L’ergonomie aux fourneaux, un investissement d’avenir
Émincer, parer, malaxer ou encore râper : chaque plat est le résultat de dizaines de gestes répétés de nombreuses fois. En cuisine, si l’esprit crée et le palais tranche, ce sont les mains qui exécutent. En salle, la voix la voix s’use, les bras portent et les pieds s’abîment. Restaurer n’est pas un métier de tout repos et le corps peut être soumis à rude épreuve. Ainsi, les troubles musculosquelettiques (TMS) — en grande majorité des membres supérieurs — représentent 94 % des maladies professionnelles dans le secteur de la restauration au niveau national.

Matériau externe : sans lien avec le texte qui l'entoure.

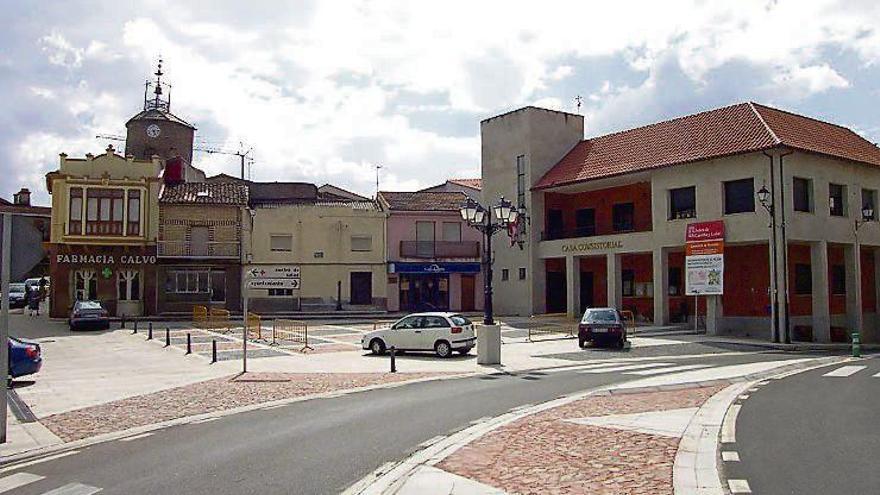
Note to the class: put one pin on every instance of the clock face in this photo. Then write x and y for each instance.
(153, 130)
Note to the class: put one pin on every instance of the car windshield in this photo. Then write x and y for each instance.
(460, 320)
(601, 316)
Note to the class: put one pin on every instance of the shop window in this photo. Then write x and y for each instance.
(622, 217)
(128, 283)
(683, 203)
(452, 231)
(521, 181)
(675, 287)
(134, 212)
(281, 242)
(838, 280)
(803, 279)
(739, 196)
(361, 243)
(74, 222)
(837, 200)
(585, 221)
(85, 285)
(629, 283)
(869, 201)
(802, 194)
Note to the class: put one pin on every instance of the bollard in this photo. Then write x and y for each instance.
(393, 363)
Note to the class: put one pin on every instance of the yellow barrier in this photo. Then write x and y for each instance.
(254, 327)
(218, 318)
(200, 316)
(296, 332)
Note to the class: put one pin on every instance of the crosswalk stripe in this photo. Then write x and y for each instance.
(16, 480)
(845, 371)
(74, 489)
(658, 371)
(626, 368)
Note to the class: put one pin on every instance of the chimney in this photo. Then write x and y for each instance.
(22, 198)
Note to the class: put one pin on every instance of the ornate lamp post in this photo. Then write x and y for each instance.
(505, 214)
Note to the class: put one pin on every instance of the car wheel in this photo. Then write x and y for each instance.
(377, 347)
(443, 349)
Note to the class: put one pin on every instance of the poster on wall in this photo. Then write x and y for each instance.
(704, 275)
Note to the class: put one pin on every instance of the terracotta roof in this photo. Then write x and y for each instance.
(423, 200)
(205, 193)
(740, 128)
(472, 183)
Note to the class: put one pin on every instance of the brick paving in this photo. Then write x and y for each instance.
(209, 396)
(544, 454)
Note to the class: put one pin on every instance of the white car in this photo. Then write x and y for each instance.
(442, 333)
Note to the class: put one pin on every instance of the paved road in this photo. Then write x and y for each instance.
(318, 446)
(811, 433)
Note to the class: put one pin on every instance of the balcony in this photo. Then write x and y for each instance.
(184, 249)
(439, 249)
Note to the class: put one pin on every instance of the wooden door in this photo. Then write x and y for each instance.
(468, 285)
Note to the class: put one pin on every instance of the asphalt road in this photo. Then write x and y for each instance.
(317, 446)
(811, 434)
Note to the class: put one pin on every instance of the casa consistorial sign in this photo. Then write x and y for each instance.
(591, 246)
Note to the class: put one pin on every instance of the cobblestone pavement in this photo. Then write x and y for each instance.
(546, 453)
(209, 396)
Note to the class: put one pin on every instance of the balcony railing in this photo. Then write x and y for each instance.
(439, 249)
(184, 249)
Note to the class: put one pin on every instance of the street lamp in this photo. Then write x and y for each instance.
(505, 214)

Port de marmites, de poêles pleines, de piles d’assiettes ou de casiers à bouteilles, chargement et déchargement des fours et du lave-vaisselle : les manutentions manuelles et les déplacements de charges sont fréquents et provoquent des douleurs au poignet (syndrome du canal carpien), au coudes (épicondylite, épitrochléite), aux épaules (tendinites des bras tendus), ainsi que des lésions chroniques de la colonne vertébrale (cervicalgies, lombalgies). De même, les manipulations répétitives effectuées à un rythme soutenu dans la préparation des plats et des pâtisseries et des postures contraignantes sont sources de multiples pathologies musculo-tendineuses.
Mieux vaut prévenir que guérir
Lorsqu’ils conduisent à une inaptitude professionnelle, ces troubles coûtent chers à la sécurité sociale : 1,4 millions d’euros d’indemnités journalières pour 1 100 personnes en arrêts de travail en 2018 (source : Ameli risques professionnels). Raison pour laquelle l’Assurance Maladie ne s’en lave pas les mains et a mis en place un programme national pour aider les entreprises à réduire l’impact des TMS et du mal de dos. Sa Caisse régionale pour l’Île-de-France, la Cramif, a entamé il y a plusieurs années déjà une démarche de long terme. Après une première expérience réussie en 2018, elle réitère son « Ergo Cook » sur l’édition 2022 du salon EquipHotel (PAVILLON 7.3).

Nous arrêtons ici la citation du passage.